I love Bagels. They are my weakness, right up there with fresh chocolate chip cookies right out of the oven. When I heard a friend of ours had knee surgery this week I just knew what I had to do. See Jimmy loves bagels too. We have had several, not just one, conversations about bagels. He is from NY and I am from CA. We both have an appreciation for fresh bagels. When his youngest son was born, we dropped bagels off at their house. Jimmy and his family loved it. I was just waiting for the next opportunity to surprise him. So I stopped at Panera today for lunch with my mom and picked up a bakers dozen for my act of kindness for the day!Sometimes all it takes is a bag of bagels to cheer someone up. And I didn’t even keep one for myself.

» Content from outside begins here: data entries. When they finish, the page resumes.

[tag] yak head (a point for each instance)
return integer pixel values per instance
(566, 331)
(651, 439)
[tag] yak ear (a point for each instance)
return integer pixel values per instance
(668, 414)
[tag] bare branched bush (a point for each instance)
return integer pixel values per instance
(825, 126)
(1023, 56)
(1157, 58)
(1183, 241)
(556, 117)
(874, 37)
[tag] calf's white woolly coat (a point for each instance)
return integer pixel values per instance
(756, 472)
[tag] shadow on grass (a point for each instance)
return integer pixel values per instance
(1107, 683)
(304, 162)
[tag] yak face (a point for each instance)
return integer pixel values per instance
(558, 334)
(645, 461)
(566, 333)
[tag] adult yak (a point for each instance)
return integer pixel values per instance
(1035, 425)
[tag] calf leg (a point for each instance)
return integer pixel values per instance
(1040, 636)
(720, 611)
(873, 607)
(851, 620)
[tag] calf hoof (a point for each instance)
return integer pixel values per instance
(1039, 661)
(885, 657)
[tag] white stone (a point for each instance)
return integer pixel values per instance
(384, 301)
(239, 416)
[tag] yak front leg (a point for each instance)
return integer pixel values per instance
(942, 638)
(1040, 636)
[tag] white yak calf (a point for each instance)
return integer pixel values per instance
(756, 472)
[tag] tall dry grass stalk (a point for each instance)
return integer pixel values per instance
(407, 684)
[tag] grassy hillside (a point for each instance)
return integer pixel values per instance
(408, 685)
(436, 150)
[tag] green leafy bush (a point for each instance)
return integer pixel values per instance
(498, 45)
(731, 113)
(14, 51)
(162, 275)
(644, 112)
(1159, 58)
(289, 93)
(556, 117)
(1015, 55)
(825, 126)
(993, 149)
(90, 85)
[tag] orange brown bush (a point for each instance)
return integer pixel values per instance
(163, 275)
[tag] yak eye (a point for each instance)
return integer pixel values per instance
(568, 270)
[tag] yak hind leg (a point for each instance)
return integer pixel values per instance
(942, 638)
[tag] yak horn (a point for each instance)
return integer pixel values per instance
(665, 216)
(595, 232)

Today I had the time to reply to some of the messages and letters I have been receiving about my blog. It gave me time to reflect on this journey. Why did I start it? What have I learned? I have always been passionate about serving but I was at a point where I wanted to do more. I wanted to find my purpose. I set the goal big, 365 straight days of serving and decided to blog about it to hold myself accountable. See I am the kind of person that only trains to run a race if I have signed up to run one. I need some sort of accountability to help me stay committed . The blog was meant for me to do that. I am not a writer, have poor grammar and just write what I am thinking. Sometimes it is late at night and I make lots of mistakes. What I have learned from people who have written me letters, messaged me and shared their stories with me is that God doesn’t care about any of that. He cares about how I am serving him and how I am making disciples. In this short 26 days my life has been changed in ways I could have never imagined. The letters, messages and texts are overwhelming. I am reminded daily that this really isn’t about me but about serving Him and if I listen to those little tugs at my heart, Gods will will be done. I must rely on Him. Tonight I read John 15. These verses stuck out.Apart from me you can do nothing.
When I started this journey and set this goal, I wanted it to be big, almost impossible. It needed to be a dream so big that the only way it could be accomplished is with Gods help. Mark Batterson said if your dream doesn’t scare you, it’s too small.